Democratic Del. Ida Ruben is suggesting a less drastic bill -- one that may make it to Annapolis. Ruben would like a state legislative committee to study the department to determine why it does not make more of a profit, why it does not sell cold beer, and why it has been closing some of its retail stores. Then the committee would make suggestions to improve the performance -- and profits -- of the department.

Her proposed study could be worthwhile -- if the committee's suggestions are followed. Since Gilchrist has been in office, the Department of Liquor Control has reduced the business of the county-owned liquor stores and given more business to privately owned wine and cheese shops by curtailing the county-owned stores' sales of cold beer, by closing the county shops earlier, and by reducing the number of county-owned stores.

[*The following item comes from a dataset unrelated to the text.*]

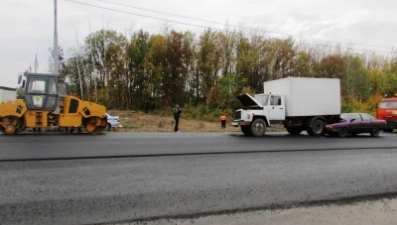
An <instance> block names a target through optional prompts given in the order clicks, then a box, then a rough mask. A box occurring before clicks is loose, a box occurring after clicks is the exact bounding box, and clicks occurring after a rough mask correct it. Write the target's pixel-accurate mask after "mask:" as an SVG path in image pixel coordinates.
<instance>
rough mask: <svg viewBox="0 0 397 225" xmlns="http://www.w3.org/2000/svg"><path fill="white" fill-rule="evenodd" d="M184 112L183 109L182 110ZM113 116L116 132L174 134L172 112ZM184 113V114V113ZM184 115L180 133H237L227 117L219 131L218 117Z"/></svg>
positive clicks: (111, 110) (129, 113)
mask: <svg viewBox="0 0 397 225" xmlns="http://www.w3.org/2000/svg"><path fill="white" fill-rule="evenodd" d="M183 110H185V109H183ZM109 112H110V114H111V115H113V116H119V117H120V123H121V125H122V126H123V128H116V129H115V131H118V132H174V125H175V123H174V117H173V115H172V111H170V112H166V111H163V112H157V113H145V112H142V111H138V112H135V111H120V110H111V111H109ZM185 112H186V113H185ZM183 113H184V114H185V115H183V114H182V115H181V119H180V121H179V130H180V131H181V132H239V133H241V131H240V128H239V127H233V126H230V122H231V121H232V118H231V117H228V121H227V123H226V129H221V123H220V121H219V116H217V117H214V118H206V119H204V118H198V117H195V118H193V117H192V116H190V115H189V111H188V110H186V111H184V112H183ZM272 131H284V128H283V126H281V125H279V126H273V127H271V128H269V129H268V132H272Z"/></svg>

Such measures have made the private owners of the wine and cheese shops quite happy. But no one seems to know whether such measures will cut deeply into the profits of the county Department of Liquor Control. Since the department's profits defray property taxes, it might be important to find out.

Another bill, a Band-Aid type of measure, would make legal a questionable practice by the Department of Liquor Control. For several decades, the department has been selling wines that contain more than 14 percent alcohol to the privately owned wine and cheese shops in the county. But it is illegal for the wine and cheese shops to sell such wine, according to state law.

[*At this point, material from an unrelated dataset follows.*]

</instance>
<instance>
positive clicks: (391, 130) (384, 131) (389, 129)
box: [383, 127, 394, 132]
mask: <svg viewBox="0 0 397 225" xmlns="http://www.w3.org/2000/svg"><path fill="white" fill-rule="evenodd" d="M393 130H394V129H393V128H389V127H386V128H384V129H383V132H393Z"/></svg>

Nevertheless, the wine and cheese shops have been selling the potent wines such as "Richard's Wild Irish Rose" and "Thunderbird." An inspector from the county health department several months ago alerted the county Board of License Commissioners to the illegal sales. The wine shops could have been forced to stop selling the strong wines. Instead, board commissioner Marian Gamache asked the state delegation chairman, Democrat David L. Scull, to sponsor a bill that would change the state law, making it legal for the wine shops to sell wine that contains more than 14 percent alcohol.

In addition to the proposed bills that would affect the Department of Liquor Control, there are a number of bills that would bring about other changes in the laws governing alcoholic beverages.

One of the more controversial would change the law that has kept bars and taverns out of Montgomery County. That law states that all places that serve alcoholic beverages must serve twice as much food as alcohol, based on dollar amounts of sales. The proposed new bill would change that ration, requiring that places that serve alcoholic beverages serve as much food as alcohol, instead of twice as much food as alcohol.

Opponents of the bill say it will bring saloons to Montgomery County. The bill, which may make it to Annapolis, is sponsored by delegation chairman Scull at the request of license board commissioner Marian Gamache.

Another controversial bill would revoke the liquor licenses of private clubs or organizations in the county that discriminate against persons on the basis of race, creed, sex or national origin. The bill also would prevent organizations that discriminate against persons from getting state tax exemptions, such as the amusement tax exemption and the sales tax exemption.

Opponents of the bill say clubs such as the Elks, the Loyal Order of the Moose and the Chevy Chase Women's Club should not be penalized for having limited memberships.